In this topic, we will break down the most common statistical findings used to measure how well exercise treats depression.

1. Statistical Significance (The p-value)

The p-value tells you if the results of a study are likely due to the treatment or just random chance.

  • The Rule: In psychology, a result is usually considered ”statistically significant” if the p-value is less than 0.05 (p < 0.05).
  • What it means: If a study finds that strength training reduces depression with a p-value of 0.03, there is only a 3% probability that these results happened by random chance. We can confidently say the strength training likely caused the change.
  • If p > 0.05: The results are not statistically significant. We cannot prove the treatment worked better than doing nothing.

2. Effect Size (Cohen’s d)

While the p-value tells you if a treatment works, the effect size tells you how well it works. This is a very common topic on entrance exams.

Researchers often use a measurement called Cohen’s d to show the size of the difference between two groups (for example, an exercise group and a control group).

  • Small effect: d = 0.2
  • Medium effect: d = 0.5
  • Large effect: d = 0.8 or higher

Example: A study compares a yoga program to a standard SSRI medication for treating depression.
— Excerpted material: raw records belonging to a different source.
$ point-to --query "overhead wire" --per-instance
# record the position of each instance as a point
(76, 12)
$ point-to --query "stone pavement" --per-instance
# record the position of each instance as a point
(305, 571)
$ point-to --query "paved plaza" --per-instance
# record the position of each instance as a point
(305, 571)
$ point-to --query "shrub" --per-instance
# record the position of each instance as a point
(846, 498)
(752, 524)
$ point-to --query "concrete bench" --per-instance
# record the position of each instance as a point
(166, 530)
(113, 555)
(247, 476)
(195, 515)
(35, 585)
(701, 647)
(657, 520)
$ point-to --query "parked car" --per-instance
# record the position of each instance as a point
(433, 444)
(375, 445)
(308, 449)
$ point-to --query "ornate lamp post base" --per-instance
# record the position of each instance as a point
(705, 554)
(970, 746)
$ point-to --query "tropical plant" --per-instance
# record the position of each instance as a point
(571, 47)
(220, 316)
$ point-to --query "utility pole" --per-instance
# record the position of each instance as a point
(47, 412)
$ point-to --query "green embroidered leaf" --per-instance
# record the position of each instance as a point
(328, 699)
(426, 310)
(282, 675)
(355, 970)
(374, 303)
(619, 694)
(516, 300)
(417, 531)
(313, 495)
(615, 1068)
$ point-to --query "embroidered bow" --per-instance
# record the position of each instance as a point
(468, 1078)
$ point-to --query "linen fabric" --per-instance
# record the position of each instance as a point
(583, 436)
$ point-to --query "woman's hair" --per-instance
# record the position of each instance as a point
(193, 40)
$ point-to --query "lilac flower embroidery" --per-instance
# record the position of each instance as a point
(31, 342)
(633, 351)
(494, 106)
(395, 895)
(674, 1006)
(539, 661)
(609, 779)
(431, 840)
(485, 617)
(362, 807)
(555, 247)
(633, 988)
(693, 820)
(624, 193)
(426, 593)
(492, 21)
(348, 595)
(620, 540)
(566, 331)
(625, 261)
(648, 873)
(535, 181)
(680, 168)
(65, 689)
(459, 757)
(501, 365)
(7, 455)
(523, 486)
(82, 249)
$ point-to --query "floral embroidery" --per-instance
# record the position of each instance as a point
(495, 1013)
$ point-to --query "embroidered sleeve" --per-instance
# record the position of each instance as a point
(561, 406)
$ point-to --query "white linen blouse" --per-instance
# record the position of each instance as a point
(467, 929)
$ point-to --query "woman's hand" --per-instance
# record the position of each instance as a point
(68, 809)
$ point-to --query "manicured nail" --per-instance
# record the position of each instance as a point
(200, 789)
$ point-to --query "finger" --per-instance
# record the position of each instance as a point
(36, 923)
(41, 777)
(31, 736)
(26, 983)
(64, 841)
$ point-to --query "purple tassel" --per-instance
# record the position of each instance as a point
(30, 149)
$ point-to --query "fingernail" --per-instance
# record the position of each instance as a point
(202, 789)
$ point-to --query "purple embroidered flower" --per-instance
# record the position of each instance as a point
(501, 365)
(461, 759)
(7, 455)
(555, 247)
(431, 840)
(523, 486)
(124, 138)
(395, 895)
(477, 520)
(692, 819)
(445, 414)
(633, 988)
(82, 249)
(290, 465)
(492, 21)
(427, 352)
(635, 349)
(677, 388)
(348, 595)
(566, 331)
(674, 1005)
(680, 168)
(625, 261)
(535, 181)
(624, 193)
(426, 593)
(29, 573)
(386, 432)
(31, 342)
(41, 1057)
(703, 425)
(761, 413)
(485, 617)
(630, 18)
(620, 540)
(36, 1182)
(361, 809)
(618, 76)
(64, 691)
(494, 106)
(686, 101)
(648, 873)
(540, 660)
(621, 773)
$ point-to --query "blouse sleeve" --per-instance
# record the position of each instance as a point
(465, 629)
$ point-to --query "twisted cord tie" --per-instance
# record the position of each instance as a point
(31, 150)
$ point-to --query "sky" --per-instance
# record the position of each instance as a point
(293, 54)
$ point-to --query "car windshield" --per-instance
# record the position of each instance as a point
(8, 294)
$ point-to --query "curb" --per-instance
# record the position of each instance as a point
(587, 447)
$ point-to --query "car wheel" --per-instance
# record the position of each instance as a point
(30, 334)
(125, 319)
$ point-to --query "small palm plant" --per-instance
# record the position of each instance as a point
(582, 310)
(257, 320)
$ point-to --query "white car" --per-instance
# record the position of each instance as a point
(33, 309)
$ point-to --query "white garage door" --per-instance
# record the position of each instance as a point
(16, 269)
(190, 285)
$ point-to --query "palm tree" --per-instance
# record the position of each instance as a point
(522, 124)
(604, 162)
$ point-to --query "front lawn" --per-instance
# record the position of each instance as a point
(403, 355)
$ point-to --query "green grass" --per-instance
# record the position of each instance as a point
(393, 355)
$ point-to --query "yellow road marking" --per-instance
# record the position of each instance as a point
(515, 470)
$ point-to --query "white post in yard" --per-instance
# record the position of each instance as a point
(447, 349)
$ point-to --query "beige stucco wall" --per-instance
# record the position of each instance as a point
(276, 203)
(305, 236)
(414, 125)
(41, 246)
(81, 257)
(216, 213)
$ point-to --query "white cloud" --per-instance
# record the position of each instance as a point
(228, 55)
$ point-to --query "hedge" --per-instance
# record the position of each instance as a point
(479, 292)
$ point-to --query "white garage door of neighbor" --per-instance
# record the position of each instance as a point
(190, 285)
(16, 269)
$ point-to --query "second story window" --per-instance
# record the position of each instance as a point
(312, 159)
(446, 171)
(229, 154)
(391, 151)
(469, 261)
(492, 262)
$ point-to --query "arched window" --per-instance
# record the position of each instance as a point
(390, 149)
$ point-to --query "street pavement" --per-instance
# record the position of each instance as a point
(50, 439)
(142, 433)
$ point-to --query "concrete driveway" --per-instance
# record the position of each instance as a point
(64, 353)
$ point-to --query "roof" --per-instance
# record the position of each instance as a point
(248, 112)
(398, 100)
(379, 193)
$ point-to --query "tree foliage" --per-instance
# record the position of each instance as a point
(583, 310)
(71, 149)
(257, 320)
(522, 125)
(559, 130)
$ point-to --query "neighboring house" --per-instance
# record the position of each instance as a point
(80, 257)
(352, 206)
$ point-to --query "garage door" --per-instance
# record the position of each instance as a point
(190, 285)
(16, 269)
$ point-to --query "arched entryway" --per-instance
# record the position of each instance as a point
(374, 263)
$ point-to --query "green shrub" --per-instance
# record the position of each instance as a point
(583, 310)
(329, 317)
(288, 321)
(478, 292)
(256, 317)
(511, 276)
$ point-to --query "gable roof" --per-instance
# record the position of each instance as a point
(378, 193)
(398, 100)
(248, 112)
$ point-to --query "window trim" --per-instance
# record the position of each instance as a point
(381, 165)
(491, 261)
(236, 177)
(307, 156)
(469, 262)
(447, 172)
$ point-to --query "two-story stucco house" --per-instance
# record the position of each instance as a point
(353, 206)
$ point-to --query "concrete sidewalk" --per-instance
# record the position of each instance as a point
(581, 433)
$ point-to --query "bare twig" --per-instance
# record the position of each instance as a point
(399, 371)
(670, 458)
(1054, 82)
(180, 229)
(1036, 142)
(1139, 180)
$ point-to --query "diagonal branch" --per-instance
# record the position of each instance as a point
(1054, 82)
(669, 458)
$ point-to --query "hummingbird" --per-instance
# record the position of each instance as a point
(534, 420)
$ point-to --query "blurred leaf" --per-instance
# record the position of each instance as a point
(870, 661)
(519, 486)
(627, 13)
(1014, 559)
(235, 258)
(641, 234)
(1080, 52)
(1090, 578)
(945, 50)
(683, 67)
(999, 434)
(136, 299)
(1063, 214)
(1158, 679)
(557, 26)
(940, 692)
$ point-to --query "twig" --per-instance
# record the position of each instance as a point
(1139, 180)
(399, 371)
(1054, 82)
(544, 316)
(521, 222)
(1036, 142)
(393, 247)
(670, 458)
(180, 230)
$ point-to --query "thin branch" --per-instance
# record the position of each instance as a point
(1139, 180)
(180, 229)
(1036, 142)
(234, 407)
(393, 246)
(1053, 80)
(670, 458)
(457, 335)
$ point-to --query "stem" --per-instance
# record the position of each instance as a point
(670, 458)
The results show an effect size of d = 0.1. This means the difference between the two treatments is very small. Both treatments might be effective, but one is not vastly superior to the other.

3. Confidence Intervals (CI)

A Confidence Interval (CI) gives you a range of values where the true result is likely to fall. Studies usually report a 95% Confidence Interval.

Example: A study finds that running three times a week lowers scores on a depression questionnaire by an average of 6 points. The 95% CI is [4, 8].

  • Interpretation: We are 95% confident that if we gave this running program to the entire population of people with depression, their scores would drop by somewhere between 4 and 8 points.

Exam Tip: If a 95% Confidence Interval for a difference between two groups includes the number zero (e.g., [-2, 4]), the result is not statistically significant. It means there is a chance there is zero difference between the groups.

4. Statistical vs. Clinical Significance

This is a critical distinction in clinical psychology.

  • Statistical Significance: The math proves that a change happened and it was not due to chance (p < 0.05).
  • Clinical Significance: The change is actually meaningful to the patient’s daily life.

Example: Imagine a study tests a 5-minute daily stretching routine for severe depression. The study includes 10,000 people. The stretching group’s depression score drops by 0.5 points on a 60-point scale. Because the study is so large, this tiny drop might have a p-value of 0.01 (statistically significant). However, a 0.5-point drop will not make a depressed patient feel any better in their real life. Therefore, the treatment is not clinically significant.

Summary for Your Exam

When analyzing study results, ask yourself these three questions:

  1. Is it real? Look at the p-value (p < 0.05).
  2. How big is the impact? Look at the effect size (Cohen’s d).
  3. Does it matter to the patient? Consider the clinical significance.